Cómo se comparan otros métodos con la refrigeración
Siempre refrigera el vermú, pero si te interesa alargar un poco su estado óptimo, algunas personas sustituyen el oxígeno de la botella por gas inerte. El oxígeno acelera la degradación, y cuando vas consumiendo la botella, el espacio que queda se llena de oxígeno. Reemplazar ese oxígeno por gas inerte puede evitar la oxidación. Usa Bloxygen Preserver, un spray de gas argón seguro para alimentos, o una simple bomba de sellado al vacío Wotor Wine Saver para evitar que entre oxígeno. Cualquiera de estas opciones requiere comprar suministros, y los resultados no difieren mucho de la refrigeración.
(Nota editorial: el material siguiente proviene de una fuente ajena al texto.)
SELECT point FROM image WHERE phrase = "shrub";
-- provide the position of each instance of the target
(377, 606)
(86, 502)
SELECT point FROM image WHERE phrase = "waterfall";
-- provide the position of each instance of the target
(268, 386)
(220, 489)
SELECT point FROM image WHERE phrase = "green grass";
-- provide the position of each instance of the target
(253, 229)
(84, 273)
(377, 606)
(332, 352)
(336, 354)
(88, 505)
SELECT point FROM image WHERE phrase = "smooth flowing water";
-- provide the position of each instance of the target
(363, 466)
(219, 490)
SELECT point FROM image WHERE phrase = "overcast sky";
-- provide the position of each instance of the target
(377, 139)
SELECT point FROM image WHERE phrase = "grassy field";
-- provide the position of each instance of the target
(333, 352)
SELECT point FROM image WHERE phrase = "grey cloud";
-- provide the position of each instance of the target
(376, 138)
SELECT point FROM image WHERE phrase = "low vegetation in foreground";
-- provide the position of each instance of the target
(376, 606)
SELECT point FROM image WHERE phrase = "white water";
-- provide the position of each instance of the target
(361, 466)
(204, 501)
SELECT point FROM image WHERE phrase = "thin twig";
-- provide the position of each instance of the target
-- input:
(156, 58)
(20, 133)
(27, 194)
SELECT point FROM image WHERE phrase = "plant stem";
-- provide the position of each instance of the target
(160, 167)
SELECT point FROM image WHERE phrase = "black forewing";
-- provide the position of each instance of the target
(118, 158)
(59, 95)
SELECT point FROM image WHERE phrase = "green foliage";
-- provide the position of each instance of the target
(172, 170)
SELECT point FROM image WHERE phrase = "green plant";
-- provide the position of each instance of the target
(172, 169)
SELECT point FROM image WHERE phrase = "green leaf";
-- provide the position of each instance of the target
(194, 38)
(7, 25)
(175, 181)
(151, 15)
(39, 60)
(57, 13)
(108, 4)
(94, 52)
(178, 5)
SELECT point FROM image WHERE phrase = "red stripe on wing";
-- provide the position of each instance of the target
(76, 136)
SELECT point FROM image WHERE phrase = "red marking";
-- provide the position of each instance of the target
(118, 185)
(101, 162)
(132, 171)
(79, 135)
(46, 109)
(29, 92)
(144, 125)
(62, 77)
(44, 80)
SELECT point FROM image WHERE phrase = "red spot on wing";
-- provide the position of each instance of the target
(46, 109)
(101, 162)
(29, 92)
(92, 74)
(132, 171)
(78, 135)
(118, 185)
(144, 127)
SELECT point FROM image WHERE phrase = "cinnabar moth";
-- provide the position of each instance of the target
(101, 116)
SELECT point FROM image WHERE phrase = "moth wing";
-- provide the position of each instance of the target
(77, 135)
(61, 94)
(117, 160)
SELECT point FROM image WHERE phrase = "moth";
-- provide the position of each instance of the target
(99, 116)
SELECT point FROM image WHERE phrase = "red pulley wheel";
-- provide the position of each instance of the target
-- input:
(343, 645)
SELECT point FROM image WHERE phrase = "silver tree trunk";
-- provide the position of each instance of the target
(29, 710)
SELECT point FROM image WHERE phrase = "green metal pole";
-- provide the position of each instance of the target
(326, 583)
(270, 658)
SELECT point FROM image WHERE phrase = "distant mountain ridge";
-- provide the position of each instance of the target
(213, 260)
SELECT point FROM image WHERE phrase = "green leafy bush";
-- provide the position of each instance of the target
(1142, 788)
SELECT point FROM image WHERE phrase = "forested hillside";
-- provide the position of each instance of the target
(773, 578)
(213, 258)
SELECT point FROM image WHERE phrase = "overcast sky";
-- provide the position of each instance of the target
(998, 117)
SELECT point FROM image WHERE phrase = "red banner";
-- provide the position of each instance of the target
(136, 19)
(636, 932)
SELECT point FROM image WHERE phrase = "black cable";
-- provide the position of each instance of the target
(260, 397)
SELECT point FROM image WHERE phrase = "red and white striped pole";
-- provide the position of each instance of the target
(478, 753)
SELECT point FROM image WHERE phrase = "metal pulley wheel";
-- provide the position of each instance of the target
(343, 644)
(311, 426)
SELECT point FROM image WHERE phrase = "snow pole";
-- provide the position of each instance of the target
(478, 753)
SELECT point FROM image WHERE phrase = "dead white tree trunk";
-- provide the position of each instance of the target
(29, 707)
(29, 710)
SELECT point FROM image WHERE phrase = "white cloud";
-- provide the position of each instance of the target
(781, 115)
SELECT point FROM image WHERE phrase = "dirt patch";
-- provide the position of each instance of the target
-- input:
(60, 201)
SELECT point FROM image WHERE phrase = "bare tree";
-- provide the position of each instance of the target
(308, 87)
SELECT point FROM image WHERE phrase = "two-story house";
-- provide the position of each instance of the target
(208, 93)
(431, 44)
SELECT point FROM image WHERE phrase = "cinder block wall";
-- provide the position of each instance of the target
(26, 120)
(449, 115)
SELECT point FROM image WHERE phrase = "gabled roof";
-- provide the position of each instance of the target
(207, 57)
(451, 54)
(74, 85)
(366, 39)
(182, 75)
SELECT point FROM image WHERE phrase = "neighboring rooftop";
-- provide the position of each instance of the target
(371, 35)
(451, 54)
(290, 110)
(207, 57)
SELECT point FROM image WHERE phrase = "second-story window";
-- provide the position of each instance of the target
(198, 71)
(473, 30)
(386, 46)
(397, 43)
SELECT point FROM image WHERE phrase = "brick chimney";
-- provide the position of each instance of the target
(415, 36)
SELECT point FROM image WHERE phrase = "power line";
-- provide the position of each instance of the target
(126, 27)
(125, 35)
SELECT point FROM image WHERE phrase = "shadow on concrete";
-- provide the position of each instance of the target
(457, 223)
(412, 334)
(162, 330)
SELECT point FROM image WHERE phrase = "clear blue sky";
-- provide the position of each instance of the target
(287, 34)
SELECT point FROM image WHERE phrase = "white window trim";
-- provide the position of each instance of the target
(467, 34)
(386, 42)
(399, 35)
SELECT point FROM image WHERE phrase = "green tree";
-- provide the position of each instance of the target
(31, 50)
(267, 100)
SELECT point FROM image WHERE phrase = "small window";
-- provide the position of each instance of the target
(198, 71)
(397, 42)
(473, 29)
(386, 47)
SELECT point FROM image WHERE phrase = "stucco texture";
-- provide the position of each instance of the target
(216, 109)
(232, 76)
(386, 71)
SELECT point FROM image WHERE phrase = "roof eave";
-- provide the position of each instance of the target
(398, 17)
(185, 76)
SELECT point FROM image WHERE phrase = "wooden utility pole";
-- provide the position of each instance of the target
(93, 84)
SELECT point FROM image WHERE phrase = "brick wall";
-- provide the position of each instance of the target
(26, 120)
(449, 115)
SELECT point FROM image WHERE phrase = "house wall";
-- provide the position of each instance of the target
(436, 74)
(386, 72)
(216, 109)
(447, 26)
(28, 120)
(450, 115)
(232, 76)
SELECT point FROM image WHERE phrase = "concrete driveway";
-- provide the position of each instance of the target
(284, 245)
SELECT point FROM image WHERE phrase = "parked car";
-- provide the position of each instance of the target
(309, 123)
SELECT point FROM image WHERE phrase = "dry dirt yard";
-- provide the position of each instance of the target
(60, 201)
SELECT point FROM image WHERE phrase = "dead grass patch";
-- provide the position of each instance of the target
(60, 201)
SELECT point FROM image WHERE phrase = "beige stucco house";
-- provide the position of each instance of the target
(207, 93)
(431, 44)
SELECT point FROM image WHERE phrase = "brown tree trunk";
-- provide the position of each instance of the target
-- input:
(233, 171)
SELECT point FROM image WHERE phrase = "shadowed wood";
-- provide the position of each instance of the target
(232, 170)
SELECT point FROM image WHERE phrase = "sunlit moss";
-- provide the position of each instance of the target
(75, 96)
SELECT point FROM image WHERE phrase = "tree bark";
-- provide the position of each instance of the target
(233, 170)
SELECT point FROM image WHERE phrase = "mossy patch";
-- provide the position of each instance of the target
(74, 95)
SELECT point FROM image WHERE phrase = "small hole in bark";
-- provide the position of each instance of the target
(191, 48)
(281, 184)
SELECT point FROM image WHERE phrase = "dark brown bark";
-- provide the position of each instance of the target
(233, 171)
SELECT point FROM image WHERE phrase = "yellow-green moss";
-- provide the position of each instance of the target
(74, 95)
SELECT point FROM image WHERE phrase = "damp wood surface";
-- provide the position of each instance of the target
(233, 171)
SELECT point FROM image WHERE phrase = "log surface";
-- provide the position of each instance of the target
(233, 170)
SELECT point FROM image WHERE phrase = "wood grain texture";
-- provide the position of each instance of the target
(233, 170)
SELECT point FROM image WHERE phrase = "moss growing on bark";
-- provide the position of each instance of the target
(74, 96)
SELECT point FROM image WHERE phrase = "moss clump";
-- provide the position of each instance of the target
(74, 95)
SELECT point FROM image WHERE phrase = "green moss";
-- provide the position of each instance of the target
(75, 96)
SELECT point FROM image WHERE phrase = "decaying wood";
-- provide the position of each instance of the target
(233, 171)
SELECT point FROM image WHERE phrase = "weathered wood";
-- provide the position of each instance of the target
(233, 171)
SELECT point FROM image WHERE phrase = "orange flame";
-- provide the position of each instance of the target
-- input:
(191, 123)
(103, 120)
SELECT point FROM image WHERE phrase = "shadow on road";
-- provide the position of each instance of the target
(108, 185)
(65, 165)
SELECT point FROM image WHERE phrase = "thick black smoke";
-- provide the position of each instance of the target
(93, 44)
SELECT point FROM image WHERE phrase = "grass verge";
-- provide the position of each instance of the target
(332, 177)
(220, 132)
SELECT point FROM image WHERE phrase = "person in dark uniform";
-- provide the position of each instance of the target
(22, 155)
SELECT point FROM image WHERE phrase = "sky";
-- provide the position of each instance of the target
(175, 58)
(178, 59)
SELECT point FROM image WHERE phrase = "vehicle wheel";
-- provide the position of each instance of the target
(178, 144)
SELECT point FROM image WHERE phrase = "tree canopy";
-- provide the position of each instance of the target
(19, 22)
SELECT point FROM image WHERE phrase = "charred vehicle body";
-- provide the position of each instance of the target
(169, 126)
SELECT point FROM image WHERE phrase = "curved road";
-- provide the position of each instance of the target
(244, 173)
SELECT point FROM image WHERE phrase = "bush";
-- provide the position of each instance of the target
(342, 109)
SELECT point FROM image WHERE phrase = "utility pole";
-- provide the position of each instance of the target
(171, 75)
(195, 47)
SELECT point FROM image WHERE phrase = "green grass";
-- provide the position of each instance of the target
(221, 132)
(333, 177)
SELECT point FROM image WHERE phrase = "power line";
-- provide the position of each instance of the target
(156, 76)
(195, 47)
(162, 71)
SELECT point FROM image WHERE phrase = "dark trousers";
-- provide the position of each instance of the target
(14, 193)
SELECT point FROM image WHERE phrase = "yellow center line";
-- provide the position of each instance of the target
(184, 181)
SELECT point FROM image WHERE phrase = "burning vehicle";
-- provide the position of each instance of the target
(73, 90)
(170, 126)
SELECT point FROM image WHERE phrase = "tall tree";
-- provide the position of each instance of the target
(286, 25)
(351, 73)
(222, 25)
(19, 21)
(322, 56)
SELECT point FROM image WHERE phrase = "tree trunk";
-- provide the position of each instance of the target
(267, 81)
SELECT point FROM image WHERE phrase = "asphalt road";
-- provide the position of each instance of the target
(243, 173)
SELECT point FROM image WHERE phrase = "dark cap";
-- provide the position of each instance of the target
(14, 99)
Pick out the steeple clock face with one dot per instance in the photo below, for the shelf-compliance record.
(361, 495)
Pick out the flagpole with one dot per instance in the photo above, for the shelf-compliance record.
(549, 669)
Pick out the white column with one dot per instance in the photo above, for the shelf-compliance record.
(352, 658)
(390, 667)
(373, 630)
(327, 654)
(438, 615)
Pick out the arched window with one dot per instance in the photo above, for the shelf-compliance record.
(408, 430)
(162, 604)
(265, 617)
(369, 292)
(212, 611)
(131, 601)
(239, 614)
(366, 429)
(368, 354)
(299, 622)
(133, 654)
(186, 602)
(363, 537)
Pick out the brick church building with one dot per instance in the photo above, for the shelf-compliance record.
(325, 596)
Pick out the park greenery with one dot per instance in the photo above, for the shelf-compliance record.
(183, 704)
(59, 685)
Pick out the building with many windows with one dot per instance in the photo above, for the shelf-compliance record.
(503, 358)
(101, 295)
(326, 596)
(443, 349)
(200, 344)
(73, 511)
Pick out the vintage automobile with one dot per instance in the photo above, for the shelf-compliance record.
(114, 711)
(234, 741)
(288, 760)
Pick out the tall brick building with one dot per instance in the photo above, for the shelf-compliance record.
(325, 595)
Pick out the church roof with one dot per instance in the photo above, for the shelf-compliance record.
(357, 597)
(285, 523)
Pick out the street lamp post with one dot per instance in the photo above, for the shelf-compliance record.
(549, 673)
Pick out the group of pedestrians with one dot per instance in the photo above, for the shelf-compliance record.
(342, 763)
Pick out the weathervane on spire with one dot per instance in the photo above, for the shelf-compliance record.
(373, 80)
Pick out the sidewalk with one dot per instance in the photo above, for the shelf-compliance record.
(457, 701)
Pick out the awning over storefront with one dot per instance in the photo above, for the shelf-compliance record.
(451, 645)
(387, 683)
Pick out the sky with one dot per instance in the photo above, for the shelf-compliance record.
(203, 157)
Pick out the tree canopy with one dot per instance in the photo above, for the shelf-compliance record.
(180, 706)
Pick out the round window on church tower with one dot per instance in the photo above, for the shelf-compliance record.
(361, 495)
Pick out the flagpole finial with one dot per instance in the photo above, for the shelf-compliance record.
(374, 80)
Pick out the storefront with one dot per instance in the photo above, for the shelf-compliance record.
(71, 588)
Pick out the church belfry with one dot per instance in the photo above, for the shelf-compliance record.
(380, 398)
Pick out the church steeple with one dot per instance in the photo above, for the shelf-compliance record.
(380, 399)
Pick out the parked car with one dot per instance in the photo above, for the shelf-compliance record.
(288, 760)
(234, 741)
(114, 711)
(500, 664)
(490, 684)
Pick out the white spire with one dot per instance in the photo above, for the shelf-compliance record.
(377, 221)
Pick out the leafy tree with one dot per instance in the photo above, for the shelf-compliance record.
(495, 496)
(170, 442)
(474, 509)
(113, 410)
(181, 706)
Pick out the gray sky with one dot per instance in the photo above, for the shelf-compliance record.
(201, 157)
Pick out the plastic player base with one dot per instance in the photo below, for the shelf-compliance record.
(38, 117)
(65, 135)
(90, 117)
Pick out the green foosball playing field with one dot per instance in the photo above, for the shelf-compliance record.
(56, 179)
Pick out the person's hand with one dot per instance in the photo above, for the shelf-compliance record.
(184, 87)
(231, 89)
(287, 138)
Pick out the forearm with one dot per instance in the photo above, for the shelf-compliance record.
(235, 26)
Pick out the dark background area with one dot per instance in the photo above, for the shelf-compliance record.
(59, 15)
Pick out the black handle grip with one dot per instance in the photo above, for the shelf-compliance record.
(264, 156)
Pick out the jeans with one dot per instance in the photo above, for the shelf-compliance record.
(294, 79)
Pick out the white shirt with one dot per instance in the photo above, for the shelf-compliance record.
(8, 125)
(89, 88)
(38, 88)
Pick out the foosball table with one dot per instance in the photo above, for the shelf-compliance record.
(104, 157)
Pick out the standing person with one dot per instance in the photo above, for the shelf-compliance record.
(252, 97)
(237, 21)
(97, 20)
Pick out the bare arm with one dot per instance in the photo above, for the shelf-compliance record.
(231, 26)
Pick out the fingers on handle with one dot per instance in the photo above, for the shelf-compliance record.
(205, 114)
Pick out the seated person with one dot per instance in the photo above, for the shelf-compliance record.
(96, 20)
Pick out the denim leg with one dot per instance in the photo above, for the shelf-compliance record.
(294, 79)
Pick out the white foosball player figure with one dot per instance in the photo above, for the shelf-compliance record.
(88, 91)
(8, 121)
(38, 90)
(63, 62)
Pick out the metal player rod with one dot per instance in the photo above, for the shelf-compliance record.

Una forma más simple de evitar tanto espacio de aire es transferir el vermú a botellas más pequeñas a medida que la cantidad va disminuyendo. Pero esto exige disponer de botellas de distintos tamaños y, de nuevo, no marca una gran diferencia. La técnica más fácil y confiable sigue siendo la refrigeración básica. Compra botellas más pequeñas si no te bebes el vermú con rapidez. Así, no tendrás botellas grandes con mucho espacio libre dando vueltas durante más de unas pocas semanas.
Puede que te sorprenda cuán bueno puede saber el vermú cuando se almacena correctamente. En Europa, donde nació el vermú, es una bebida muy querida y hasta se bebe sola. Pero la historia del vermú en América fue algo más complejo, ya que durante mucho tiempo se consideró sólo un detalle, algo que se añadía a una martini. Muchos bartenders no lo refrigeraban; los invitados recibían vermú de sabor dudoso y asumían que no les gustaba. Ya sea dulce o seco, refrigera tu vermú, disfrútalo dentro de seis a ocho semanas y prepárate para amar este vino fortificado.